Plonie helps toads cross, otherwise they will be crushed

The toads have now woken up from their hibernation and so the toad migration from their winter home has started. But yes, that is actually not the intention at all. It is still far too early for the toad migration, but due to the mild weather they are already heading out. Plonie van Campen from the toad working group of the IVN Geldrop nevertheless helps the toads during this period. “Sooner than I would like, but if we don’t help them they will be killed.”

Profile photo of Noël van Hooft

Plonie and other volunteers have been helping the toads cross for more than two weeks. They ensure that the toads safely reach the pool where they will mate.

“Although you would think that it is very quiet here in terms of traffic, there are quite a few cars driving in the evening,” Plonie explains. She walks on the Rederijklaan and shines a flashlight on the road. She then points her flashlight at the side of the road. “There we find toads that are ready to cross.”

Toads crossing a road are a problem – not for us, but for themselves. “The toads always cross the road here. There is a good chance that they will be killed by a car. You can’t see them from the car. When they get hit, they almost always win. Toads won’t survive that.”

It is now mid-February.
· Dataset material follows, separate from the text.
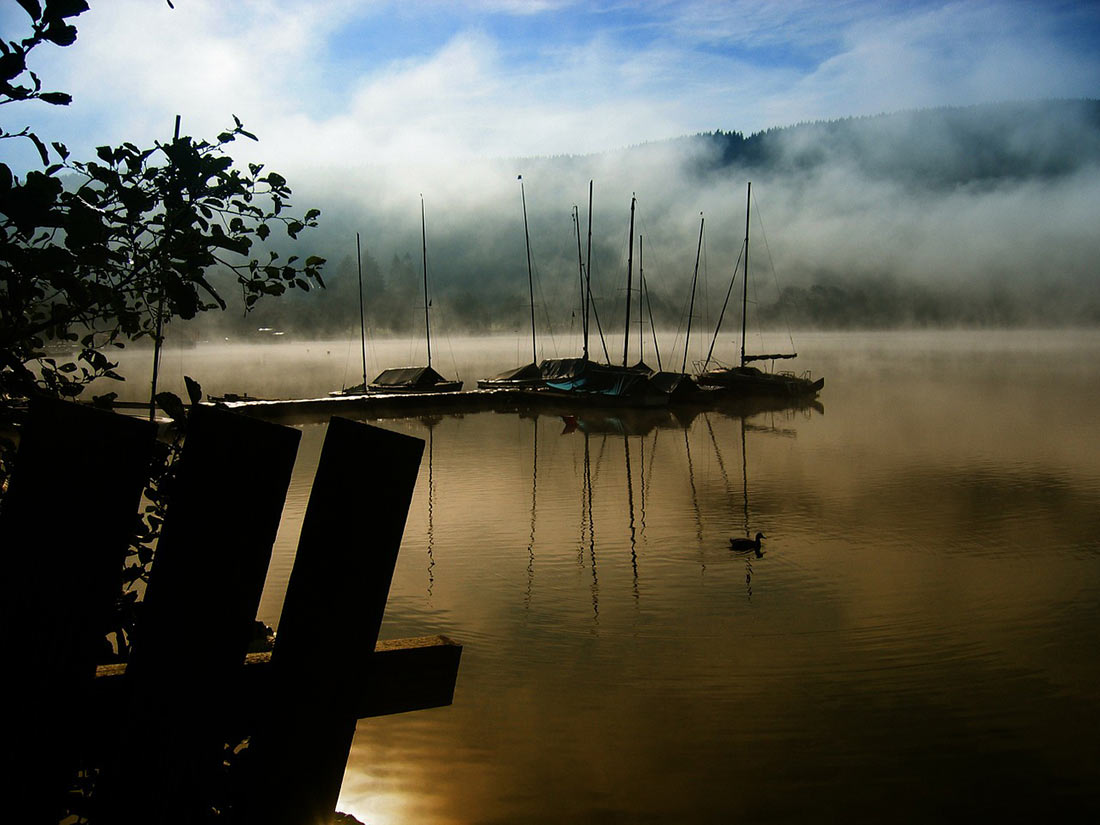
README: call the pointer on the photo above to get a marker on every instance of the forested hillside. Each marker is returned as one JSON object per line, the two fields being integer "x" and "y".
{"x": 964, "y": 216}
It’s early for toads to start their migration. “Yes, we have been seeing this for some time. It’s a shame for nature and the amphibians. They must actually still be in their hibernation. They normally wake up at the end of February. Mid-March is the peak of toad migration. They started too early.”

“That makes the toad vulnerable.”

Still, Plonie thinks that the peak of toad migration has yet to begin. “We already had a hundred last week. In total we helped 450 toads cross. There will be many more.”
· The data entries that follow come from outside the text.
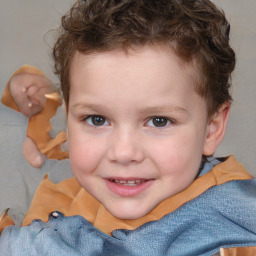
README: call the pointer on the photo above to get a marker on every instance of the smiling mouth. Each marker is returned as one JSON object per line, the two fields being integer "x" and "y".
{"x": 129, "y": 183}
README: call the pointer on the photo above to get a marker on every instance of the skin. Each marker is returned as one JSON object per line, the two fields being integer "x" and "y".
{"x": 135, "y": 118}
{"x": 28, "y": 91}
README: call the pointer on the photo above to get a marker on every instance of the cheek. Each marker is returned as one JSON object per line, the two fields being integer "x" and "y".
{"x": 178, "y": 155}
{"x": 85, "y": 154}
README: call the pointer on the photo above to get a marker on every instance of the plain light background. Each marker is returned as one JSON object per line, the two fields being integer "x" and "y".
{"x": 24, "y": 39}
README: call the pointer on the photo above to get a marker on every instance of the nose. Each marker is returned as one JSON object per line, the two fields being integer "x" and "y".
{"x": 126, "y": 148}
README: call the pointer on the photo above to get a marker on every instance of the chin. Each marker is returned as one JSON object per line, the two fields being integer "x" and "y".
{"x": 127, "y": 215}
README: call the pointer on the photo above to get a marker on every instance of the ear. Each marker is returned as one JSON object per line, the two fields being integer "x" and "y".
{"x": 216, "y": 129}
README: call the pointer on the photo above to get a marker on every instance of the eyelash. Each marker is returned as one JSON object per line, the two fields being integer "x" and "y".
{"x": 152, "y": 122}
{"x": 91, "y": 122}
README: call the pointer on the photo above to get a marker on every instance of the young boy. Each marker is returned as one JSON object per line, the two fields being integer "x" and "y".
{"x": 146, "y": 88}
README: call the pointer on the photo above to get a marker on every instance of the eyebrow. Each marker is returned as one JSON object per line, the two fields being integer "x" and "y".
{"x": 94, "y": 107}
{"x": 163, "y": 109}
{"x": 146, "y": 110}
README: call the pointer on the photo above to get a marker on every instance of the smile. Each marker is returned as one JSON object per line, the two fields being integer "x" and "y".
{"x": 128, "y": 187}
{"x": 127, "y": 182}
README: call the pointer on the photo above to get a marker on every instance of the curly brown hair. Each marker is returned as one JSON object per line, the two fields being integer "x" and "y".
{"x": 196, "y": 30}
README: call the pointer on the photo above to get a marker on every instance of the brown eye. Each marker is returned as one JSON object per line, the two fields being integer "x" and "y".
{"x": 159, "y": 121}
{"x": 96, "y": 120}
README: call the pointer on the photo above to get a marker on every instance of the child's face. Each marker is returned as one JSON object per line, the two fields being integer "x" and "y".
{"x": 136, "y": 126}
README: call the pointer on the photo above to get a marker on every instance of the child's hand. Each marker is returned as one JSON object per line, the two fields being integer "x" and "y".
{"x": 28, "y": 91}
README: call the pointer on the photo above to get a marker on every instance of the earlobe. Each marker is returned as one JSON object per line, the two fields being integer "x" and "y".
{"x": 216, "y": 129}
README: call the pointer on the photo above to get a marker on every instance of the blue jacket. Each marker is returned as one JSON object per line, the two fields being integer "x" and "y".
{"x": 199, "y": 227}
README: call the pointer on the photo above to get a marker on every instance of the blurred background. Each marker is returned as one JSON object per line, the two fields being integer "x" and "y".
{"x": 26, "y": 38}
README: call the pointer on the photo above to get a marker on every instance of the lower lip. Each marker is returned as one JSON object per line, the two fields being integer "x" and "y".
{"x": 128, "y": 191}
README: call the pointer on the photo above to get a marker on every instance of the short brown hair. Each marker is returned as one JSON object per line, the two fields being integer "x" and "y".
{"x": 196, "y": 29}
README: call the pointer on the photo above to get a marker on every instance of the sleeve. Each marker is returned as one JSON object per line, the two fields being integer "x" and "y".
{"x": 238, "y": 251}
{"x": 39, "y": 125}
{"x": 5, "y": 221}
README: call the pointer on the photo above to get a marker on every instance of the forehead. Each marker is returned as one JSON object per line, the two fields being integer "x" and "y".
{"x": 142, "y": 78}
{"x": 138, "y": 60}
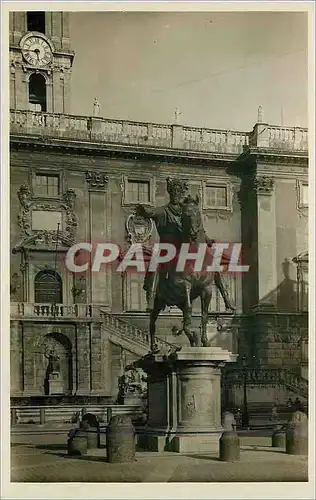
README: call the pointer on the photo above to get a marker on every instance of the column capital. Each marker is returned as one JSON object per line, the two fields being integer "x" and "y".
{"x": 264, "y": 185}
{"x": 97, "y": 180}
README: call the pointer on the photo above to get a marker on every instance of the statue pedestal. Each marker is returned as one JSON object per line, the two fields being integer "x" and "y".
{"x": 184, "y": 399}
{"x": 55, "y": 384}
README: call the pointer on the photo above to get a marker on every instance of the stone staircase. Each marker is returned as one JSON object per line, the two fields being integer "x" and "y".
{"x": 130, "y": 336}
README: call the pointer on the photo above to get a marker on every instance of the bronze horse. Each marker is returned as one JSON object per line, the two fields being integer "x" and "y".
{"x": 176, "y": 288}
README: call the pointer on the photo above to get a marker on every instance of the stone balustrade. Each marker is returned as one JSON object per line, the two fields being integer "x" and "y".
{"x": 29, "y": 310}
{"x": 65, "y": 413}
{"x": 155, "y": 135}
{"x": 281, "y": 138}
{"x": 263, "y": 376}
{"x": 128, "y": 330}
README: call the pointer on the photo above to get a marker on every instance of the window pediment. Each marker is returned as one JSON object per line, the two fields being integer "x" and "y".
{"x": 44, "y": 240}
{"x": 40, "y": 217}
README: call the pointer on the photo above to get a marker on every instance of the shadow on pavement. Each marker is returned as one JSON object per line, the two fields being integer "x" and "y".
{"x": 60, "y": 446}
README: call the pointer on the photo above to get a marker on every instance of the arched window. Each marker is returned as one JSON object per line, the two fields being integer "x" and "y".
{"x": 37, "y": 92}
{"x": 36, "y": 22}
{"x": 48, "y": 288}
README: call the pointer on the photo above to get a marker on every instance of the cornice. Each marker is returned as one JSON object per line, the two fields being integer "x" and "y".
{"x": 106, "y": 149}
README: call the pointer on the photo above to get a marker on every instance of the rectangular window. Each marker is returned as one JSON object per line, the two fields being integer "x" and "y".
{"x": 304, "y": 194}
{"x": 47, "y": 185}
{"x": 216, "y": 197}
{"x": 36, "y": 21}
{"x": 138, "y": 192}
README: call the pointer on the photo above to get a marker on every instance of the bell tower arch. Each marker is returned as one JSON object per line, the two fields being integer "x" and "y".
{"x": 40, "y": 61}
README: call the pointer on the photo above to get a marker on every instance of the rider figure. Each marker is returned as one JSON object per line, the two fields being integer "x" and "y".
{"x": 168, "y": 220}
{"x": 169, "y": 227}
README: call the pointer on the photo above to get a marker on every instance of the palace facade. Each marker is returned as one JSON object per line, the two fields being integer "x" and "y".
{"x": 78, "y": 178}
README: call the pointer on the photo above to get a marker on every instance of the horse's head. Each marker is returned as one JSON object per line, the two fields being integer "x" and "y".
{"x": 191, "y": 218}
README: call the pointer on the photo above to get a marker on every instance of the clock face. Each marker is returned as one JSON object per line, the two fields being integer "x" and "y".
{"x": 36, "y": 51}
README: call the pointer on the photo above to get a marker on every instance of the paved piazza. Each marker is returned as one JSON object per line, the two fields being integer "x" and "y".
{"x": 43, "y": 458}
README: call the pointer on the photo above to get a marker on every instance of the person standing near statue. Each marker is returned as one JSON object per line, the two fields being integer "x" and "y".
{"x": 168, "y": 220}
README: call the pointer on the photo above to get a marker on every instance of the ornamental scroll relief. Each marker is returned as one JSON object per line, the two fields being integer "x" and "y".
{"x": 63, "y": 206}
{"x": 264, "y": 185}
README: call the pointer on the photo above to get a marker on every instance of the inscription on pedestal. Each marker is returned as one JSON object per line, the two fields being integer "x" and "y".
{"x": 157, "y": 402}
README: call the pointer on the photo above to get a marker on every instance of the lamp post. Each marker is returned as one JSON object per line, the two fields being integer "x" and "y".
{"x": 245, "y": 413}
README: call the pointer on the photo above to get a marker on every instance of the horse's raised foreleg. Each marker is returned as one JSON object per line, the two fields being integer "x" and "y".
{"x": 205, "y": 303}
{"x": 152, "y": 322}
{"x": 187, "y": 323}
{"x": 219, "y": 284}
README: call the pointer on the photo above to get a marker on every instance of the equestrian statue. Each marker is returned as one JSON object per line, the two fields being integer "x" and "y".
{"x": 179, "y": 222}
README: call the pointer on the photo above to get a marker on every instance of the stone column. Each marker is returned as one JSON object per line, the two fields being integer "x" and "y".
{"x": 83, "y": 367}
{"x": 32, "y": 361}
{"x": 105, "y": 361}
{"x": 100, "y": 232}
{"x": 97, "y": 375}
{"x": 266, "y": 244}
{"x": 16, "y": 379}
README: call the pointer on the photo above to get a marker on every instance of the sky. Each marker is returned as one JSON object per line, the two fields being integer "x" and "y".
{"x": 216, "y": 68}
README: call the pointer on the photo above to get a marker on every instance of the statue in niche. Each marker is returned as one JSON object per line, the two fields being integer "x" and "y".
{"x": 53, "y": 367}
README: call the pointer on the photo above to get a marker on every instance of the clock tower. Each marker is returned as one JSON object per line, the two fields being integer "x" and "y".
{"x": 40, "y": 61}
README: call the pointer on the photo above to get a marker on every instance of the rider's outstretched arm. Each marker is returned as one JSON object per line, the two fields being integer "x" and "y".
{"x": 155, "y": 213}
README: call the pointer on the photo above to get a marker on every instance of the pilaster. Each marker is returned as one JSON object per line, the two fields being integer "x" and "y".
{"x": 100, "y": 231}
{"x": 16, "y": 373}
{"x": 83, "y": 367}
{"x": 266, "y": 243}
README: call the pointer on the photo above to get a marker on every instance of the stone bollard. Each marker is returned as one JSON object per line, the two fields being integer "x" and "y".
{"x": 109, "y": 413}
{"x": 229, "y": 447}
{"x": 78, "y": 441}
{"x": 229, "y": 443}
{"x": 120, "y": 440}
{"x": 14, "y": 417}
{"x": 297, "y": 434}
{"x": 278, "y": 437}
{"x": 42, "y": 416}
{"x": 93, "y": 430}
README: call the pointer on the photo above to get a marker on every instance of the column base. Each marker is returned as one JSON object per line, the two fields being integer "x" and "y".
{"x": 195, "y": 443}
{"x": 180, "y": 443}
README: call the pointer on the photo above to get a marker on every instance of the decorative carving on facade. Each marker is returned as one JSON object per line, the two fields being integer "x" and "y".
{"x": 264, "y": 185}
{"x": 139, "y": 230}
{"x": 65, "y": 206}
{"x": 133, "y": 381}
{"x": 97, "y": 180}
{"x": 301, "y": 207}
{"x": 217, "y": 214}
{"x": 190, "y": 406}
But why do those toads actually need to be helped to cross? Don’t they have legs of their own?

“Because we as humans have built a road straight through their habitat. They are now moving from their winter home to the water and then have to cross this road. That’s a problem because toads walk very slowly and they tend to sit still on the road, which is often relatively warmer. That makes the toad vulnerable.”

A path sits quietly on the Rederijklaan.  The toad survived the approaching car in the background.
A path sits quietly on the Rederijklaan. The toad survived the approaching car in the background.